During the Roman empire men wore fibula, a precursor to the brooch–think super-ornate safety pin–that held fabric in place and was positioned on the right shoulder. For European aristocrats and royalty, the preference veered towards left side placement, at lapel level, the rationale being that courtly life required so many salutations and thus frequent use of one’s right hand meant jewelry had a better vantage point on the left. For romantics, a brooch on the left is closer to one’s heart. And for those in mourning, the Cameo brooch placed centrally on the neck–lock of hair of the dearly departed an optional extra—reached peak popularity in the Victorian Era before having an Alessandro Michele-endorsed reboot at Gucci in the last decade. Weep, but make it fashion.

All this to say the brooch never really went away, and has in fact been positively thriving. But why is this the case? Frank Everett, SVP of Sotheby’s Jewelry in New York has a theory: “The brooch is the purest form for a designer to create, as it isn’t encumbered by the requirements of fitting a neck, wrist, or finger.” Being intrinsically inclusive before it was a consideration is added by their ability to shape-shift both literally and metaphorically, reflecting the needs and wants of each generation.

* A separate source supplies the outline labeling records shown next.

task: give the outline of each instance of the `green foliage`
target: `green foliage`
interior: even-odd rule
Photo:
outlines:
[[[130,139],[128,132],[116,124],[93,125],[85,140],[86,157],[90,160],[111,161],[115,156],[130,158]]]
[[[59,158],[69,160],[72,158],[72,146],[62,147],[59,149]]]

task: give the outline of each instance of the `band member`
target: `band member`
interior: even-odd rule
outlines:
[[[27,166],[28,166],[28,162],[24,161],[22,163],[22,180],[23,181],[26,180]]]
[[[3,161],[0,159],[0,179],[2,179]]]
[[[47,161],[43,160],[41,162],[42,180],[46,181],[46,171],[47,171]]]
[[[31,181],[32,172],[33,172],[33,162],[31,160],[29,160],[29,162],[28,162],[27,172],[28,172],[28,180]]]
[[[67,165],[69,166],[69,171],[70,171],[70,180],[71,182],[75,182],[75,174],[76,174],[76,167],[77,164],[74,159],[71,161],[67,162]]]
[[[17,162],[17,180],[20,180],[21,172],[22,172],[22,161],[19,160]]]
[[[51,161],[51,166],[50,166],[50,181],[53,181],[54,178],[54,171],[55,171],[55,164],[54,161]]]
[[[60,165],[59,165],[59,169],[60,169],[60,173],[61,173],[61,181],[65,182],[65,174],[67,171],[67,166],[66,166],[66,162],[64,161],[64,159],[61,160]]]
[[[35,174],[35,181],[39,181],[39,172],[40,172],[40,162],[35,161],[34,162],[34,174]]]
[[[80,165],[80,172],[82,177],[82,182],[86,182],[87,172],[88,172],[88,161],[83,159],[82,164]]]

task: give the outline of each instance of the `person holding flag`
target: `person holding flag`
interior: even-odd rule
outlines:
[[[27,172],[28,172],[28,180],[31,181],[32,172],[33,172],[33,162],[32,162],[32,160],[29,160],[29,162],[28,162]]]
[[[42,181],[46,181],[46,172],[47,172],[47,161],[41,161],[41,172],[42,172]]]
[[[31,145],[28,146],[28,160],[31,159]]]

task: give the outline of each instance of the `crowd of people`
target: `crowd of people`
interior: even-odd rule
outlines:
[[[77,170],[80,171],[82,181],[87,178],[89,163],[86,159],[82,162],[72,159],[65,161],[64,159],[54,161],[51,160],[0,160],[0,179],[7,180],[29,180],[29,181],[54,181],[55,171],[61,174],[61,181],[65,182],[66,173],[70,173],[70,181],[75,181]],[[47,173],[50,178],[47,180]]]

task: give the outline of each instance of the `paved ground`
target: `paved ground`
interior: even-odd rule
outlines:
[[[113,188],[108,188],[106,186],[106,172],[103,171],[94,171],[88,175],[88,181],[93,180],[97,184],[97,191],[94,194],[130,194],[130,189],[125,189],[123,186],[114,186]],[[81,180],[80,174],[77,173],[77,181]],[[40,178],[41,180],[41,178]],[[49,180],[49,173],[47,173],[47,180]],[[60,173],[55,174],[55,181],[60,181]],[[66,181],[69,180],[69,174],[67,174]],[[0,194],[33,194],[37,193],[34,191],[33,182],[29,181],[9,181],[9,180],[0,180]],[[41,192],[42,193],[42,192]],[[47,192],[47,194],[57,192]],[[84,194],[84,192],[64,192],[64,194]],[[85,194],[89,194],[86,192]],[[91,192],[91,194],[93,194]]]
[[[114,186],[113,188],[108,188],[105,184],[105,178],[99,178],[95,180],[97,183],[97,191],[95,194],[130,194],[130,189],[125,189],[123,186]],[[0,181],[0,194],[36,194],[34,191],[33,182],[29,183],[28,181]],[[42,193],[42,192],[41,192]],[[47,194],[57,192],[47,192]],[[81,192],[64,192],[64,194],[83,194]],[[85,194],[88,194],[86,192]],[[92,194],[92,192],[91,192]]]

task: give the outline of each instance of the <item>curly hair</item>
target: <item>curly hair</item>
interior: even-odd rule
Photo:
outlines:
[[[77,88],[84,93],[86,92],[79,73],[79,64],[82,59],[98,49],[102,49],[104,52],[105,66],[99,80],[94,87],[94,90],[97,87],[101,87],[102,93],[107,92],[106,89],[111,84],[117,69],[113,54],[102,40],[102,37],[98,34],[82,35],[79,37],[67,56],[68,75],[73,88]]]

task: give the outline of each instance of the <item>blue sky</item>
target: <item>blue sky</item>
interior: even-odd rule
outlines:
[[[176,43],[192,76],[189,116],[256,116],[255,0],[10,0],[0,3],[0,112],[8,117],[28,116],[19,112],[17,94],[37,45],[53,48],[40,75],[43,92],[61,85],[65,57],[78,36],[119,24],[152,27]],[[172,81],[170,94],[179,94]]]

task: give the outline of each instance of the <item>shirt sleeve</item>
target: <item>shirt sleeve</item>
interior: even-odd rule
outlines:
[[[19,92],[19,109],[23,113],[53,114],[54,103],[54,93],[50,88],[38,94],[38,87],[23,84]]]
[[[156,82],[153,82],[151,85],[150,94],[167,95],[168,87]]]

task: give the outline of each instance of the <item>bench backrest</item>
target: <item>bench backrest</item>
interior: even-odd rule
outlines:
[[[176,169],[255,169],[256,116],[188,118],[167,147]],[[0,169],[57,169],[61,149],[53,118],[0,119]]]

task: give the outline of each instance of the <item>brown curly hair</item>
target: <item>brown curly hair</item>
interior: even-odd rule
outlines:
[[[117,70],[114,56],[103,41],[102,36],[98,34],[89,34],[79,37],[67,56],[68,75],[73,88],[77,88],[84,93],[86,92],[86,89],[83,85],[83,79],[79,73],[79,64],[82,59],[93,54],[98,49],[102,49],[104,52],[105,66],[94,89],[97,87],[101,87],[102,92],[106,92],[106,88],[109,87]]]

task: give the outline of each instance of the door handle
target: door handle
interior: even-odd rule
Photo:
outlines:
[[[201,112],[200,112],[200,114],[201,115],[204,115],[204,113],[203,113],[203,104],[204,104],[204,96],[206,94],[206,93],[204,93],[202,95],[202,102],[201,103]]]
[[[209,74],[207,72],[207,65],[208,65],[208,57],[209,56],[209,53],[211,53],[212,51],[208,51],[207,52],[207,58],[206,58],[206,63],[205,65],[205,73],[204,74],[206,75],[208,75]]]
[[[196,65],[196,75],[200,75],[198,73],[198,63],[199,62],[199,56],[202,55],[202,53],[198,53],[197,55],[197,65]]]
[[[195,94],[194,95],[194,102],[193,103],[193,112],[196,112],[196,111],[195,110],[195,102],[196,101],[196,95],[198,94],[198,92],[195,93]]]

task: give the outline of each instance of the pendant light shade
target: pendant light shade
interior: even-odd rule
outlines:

“I wear a brooch almost every day, some borrowed, and some my own," says Everett, a lifelong brooch wearer. "Flowers are my favorite, like a boutonnière that never wilts! I especially love 19th-century silver-topped gold floral sprays with old-cut stones, Art Deco diamond double-clips, and retro brooches from the 1940s in high-polish yellow gold. At this point I truly feel undressed without a brooch.”